Tyler continues the story by having the boy, who finds a new bike no substitute for his missing dog, vow to never be so cruel: “I’ll think of all the grief I knew / When I came out to play / And no small paws pounced on my knees / Dad gave my dog away.”

* The Hoosier Hot Shots’ “Hound Dog.” Though you could make a case for including the Elvis Presley version of this bluesy tune, this parody--complete with howling dog noises--fits better in some ways, thanks to its zany approach.
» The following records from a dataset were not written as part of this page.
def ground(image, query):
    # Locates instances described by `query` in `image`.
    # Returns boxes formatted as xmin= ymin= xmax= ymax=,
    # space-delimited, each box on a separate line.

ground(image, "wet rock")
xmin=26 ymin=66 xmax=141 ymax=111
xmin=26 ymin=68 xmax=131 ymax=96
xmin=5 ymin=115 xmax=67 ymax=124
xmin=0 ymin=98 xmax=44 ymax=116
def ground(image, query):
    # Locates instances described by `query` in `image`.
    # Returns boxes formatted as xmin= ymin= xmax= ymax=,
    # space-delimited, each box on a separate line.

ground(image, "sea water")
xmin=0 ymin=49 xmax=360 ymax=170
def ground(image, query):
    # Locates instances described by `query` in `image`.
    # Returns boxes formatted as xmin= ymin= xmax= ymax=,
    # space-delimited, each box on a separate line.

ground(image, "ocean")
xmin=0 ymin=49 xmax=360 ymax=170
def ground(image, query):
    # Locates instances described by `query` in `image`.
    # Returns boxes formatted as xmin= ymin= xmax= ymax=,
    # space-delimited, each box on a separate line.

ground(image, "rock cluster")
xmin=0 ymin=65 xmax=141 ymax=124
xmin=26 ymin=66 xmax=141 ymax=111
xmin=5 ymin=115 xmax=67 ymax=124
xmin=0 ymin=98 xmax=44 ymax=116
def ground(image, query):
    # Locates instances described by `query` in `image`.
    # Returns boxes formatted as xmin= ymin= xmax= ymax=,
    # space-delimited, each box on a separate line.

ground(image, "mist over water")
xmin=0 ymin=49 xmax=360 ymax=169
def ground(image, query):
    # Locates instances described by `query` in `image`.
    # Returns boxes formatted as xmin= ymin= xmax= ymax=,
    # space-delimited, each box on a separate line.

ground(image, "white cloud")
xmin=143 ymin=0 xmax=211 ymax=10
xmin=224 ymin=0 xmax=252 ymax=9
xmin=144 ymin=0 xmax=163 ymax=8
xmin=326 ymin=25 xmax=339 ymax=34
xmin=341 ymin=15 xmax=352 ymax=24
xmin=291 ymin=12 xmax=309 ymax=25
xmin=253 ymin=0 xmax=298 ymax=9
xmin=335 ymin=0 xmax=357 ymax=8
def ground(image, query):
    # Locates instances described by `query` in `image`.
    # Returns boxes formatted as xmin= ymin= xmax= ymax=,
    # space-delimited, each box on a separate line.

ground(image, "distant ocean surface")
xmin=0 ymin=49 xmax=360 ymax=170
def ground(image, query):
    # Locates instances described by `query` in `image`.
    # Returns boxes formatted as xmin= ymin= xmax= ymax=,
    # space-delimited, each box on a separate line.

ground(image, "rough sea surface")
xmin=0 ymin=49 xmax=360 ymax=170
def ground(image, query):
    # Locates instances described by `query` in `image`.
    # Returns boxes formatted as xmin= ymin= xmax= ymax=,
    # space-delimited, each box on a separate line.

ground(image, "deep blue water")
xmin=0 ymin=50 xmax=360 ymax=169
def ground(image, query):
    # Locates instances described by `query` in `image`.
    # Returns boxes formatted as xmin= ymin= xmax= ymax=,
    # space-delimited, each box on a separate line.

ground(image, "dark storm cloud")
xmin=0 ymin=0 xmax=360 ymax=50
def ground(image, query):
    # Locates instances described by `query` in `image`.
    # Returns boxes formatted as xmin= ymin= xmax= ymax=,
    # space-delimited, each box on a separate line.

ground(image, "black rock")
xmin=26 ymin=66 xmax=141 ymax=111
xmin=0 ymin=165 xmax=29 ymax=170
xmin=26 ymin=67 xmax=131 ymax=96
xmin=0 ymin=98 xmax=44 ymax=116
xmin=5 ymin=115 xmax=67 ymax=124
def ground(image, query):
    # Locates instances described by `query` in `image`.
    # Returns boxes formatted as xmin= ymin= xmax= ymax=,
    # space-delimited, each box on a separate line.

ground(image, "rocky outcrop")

There are some glaring omissions in the album: Presley’s rendition of “Old Shep” (it’s done here by the Stonemans), Patti Page’s “The Doggie in the Window” (or even Homer & Jethro’s novelty version), the Everly Brothers’ “Bird Dog” and Johnny Cash’s “Dirty Old Egg-Sucking Dog.”

Fortunately, there are enough other entertaining tunes to make “Doggone County” a satisfying, if not definitive work. Among the other colorful titles: Gid Tanner & the Skillet Lickers’ “Ya Gotta Quit Kicking My Dog Aroun’ ” and Burl Ives’ “I Found My Friend in the Dog Pound.”

*

Albums are rated on a scale of one star (poor), two stars (fair), three stars (good) and four stars (excellent).